Persoalannya, penyelesaian nusyuz menimbulkan dampak yang merugikan perempuan.
Itulah distorsinya. Karena pemahaman masyarakat itu dibangun dengan paradigma yang subordinatif dan memarjinalkan perempuan, maka efeknya hanya diterapkan pada perempuan. Bahkan dalam UU Perkawinan kita, nusyuz hanya untuk perempuan. Silakan baca undang-undang perkawinan dalam KHI, bahwa nusyuz hanya melekat pada perempuan. Jadi tidak salah jika dikatakan bahwa pasal tentang nusyuz dalam KHI itu bertentangan dengan al-Quran.
Kembali ke al-Quran, ada proses penyelesaian yang berbeda dalam hal nusyuz. Kalau perempuan yang nusyuz; pertama, dinasehati, pisah ranjang, sampai kemudian boleh dipukul. Sedangkan kalau pihak suami yang nusyuz, maka cukup dengan berdamai saja. Bagaimana menurut Ibu?
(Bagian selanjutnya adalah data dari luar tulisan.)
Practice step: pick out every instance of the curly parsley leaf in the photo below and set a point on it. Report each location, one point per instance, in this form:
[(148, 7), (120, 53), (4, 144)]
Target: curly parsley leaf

Apa yang dimunculkan dalam al-Quran adalah hasil rekaman yang bersifat khabariyah dan bukan perintah. Itu merupakan rekaman sosiologis masyarakat Arab pada saat itu. Pertanyaannya adalah apakah ayat-ayat yang sifatnya khabariyah seperti ini harus diterapkan? Menurut saya tidak. Banyak ayat lain yang sifatnya khabariyah itu yang tidak perlu diterapkan dalam kehidupan sehari-hari. Jadi menurut saya, ayat tersebut adalah ayat khabariyah yang berarti bukan ayat perintah. Kedua, memang betul ada kalimat perintah dalam ayat 34 an-Nisa: wadhribûhunna dari kata dharaba. Persoalannya, mengapa kata itu diartikan “pukullah”, sementara dalam analisa semantik kata dharaba tidak selamanya bermakna memukul. Kata itu memiliki banyak arti, antara lain: “memberi contoh”, “mendidik”, bahkan juga dapat berarti “bersetubuh”. Pertanyaannya, mengapa dipilih makna memukul, bukan makna yang lain? Artinya, terjemahan ayat itu saja sudah mengandung bias kepentingan. Kepentingan siapa yang dibela di sana? Itu yang harus kita pahami.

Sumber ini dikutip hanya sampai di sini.